2.5. Antioxidant and Redox Status

Total antioxidant capacity was measured as the combined antioxidant activities of all serum constituents, including vitamins, proteins, lipids, glutathione, and uric acid. The assay relied on the ability of antioxidants in the sample to inhibit the oxidation of ABTS (2,2′-Azino-di-[3-ethylbenzthiazoline sulphonate]) to ABTS•+ by metmyoglobin and was quantified as Trolox, a water-soluble tocopherol analogue, equivalents. The decrease in ABTS oxidation was quantified colorimetrically at 734 nm using a Biotek Synergy H1 spectrophotometer (Agilent, Santa Clara, CA, USA).
Reduced glutathione (GSH), oxidized glutathione (GSSG), and total glutathione in serum samples were quantified in duplicate using fluorometric GSH/GSSG ratio detection assay kit (Abcam, Cambridge, MA, USA) at the excitation/emission of 490/520 nm (Biotek Synergy H1).

2.6. Oxidative Stress

Blood samples were collected in BD Vacutainer CPT mononuclear cell preparation tubes that contained blood separation media composed of a thixotropic polyester gel and a Ficoll Hypaque solution. The tubes were centrifuged to isolate live peripheral blood mononuclear cells (PBMCs), and oxidative stress was measured using a fluorogenic cell-permeant probe CellROX Orange (Thermo Fisher, Waltham, MA, USA). Fluorescence upon oxidation by reactive oxygen species was quantified on BD Accuri C6 flow cytometer with absorption/emission maxima of 545/565 nm and presented as relative fluorescent units (RFUs).

2.7. Detoxification Enzyme Activity

SOD activity was assessed using an assay that utilizes a tetrazolium salt for detection of superoxide radicals generated by xanthine oxidase and hypoxanthine using a superoxide dismutase assay kit colorimetrically at 450 nm (Cayman, Ann Arbor, MI, USA). One unit of SOD was defined as the amount of enzyme needed to exhibit 50% dismutation of the superoxide radical.
Total GST activity was measured by quantifying the conjugation of 1-chloro-2,4-dinitrobenzene (CDNB) with reduced glutathione using a glutathione S-transferase assay kit colorimetrically at 340 nm (Cayman).

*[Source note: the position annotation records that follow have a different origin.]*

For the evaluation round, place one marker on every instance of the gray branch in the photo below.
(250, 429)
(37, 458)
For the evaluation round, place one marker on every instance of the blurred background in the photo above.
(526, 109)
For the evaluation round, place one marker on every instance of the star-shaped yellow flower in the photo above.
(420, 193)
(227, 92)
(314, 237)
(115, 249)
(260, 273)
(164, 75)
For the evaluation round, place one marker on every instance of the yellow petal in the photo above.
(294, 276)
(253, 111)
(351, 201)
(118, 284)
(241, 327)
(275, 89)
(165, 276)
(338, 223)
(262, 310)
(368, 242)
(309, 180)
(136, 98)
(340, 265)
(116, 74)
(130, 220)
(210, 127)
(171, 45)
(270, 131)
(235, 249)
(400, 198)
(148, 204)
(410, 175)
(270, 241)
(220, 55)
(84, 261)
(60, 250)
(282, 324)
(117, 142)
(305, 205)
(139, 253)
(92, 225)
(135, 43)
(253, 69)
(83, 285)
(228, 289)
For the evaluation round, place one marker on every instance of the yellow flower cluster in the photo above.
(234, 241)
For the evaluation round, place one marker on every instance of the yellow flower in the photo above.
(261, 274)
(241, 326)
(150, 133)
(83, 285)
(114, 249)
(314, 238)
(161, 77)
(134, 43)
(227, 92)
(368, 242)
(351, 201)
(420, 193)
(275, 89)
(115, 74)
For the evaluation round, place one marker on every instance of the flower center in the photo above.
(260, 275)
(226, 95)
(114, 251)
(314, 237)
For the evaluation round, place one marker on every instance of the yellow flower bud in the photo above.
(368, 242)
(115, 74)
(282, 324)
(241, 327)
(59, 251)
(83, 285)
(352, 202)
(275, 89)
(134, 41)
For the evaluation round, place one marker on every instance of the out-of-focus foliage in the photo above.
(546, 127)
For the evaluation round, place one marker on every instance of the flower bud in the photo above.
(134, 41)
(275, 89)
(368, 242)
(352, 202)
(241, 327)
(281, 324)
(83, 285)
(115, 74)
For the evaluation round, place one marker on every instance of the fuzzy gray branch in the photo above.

2.8. Self-Reported Wellness

Program readiness was ensured at baseline and the end of the study using self-reported wellness status as determined by PROMIS Global-10 questionnaire and a normal comprehensive blood metabolic panel result. The PROMIS Global short form was scored into a Global Physical Health component and Global Mental Health component. The summed raw scores from PROMIS Global were converted into standardized T-score distributions such that a 50 represents the average (mean) for the US general population [30].

2.9. Statistics

Statistical analyses were performed using JMP 15.2.1 (SAS Institute, Cary, NC, USA). Datasets were tested for normality using the goodness-of-fit Shapiro–Wilks test. Descriptive statistics and two-tailed paired and unpaired Student’s t-test were used to evaluate changes in clinical outcomes at baseline and after intervention. All values were reported as mean ± standard error of mean (SEM), and statistical significance was set at p ≤ 0.05. Asterisks *, **, and *** indicate significance levels of p < 0.05, p < 0.01, and p < 0.001, respectively.

3. Results

3.1. Subjects’ Characteristics

A total of 37 participants were selected for the study and randomized into the control (n = 20, a healthy diet education session) or detox intervention groups (n = 17, a healthy diet education session followed by a guided 28-day metabolic detoxification program using the study investigational product). Three additional participants were screened but excluded from participating in the study based on medical conditions that did not qualify them further.
Eighteen control and fourteen detox group participants completed the study as per the protocol (Figure 1). Two control and three detox group subjects were excluded from the study due to failing to comply with the study after the first visit (1); the remaining dropouts were excluded from the study based on voluntary withdrawal on the grounds of being unable to commit to the study protocol (4). The demographics and anthropometric data of the participants are shown in Table 2. While the detoxification group was able to maintain the parameters, including weight and BMI, throughout the study, control participants showed positive improvement in weight (p = 0.002) and BMI (p = 0.001) at the end of the study (Table 2).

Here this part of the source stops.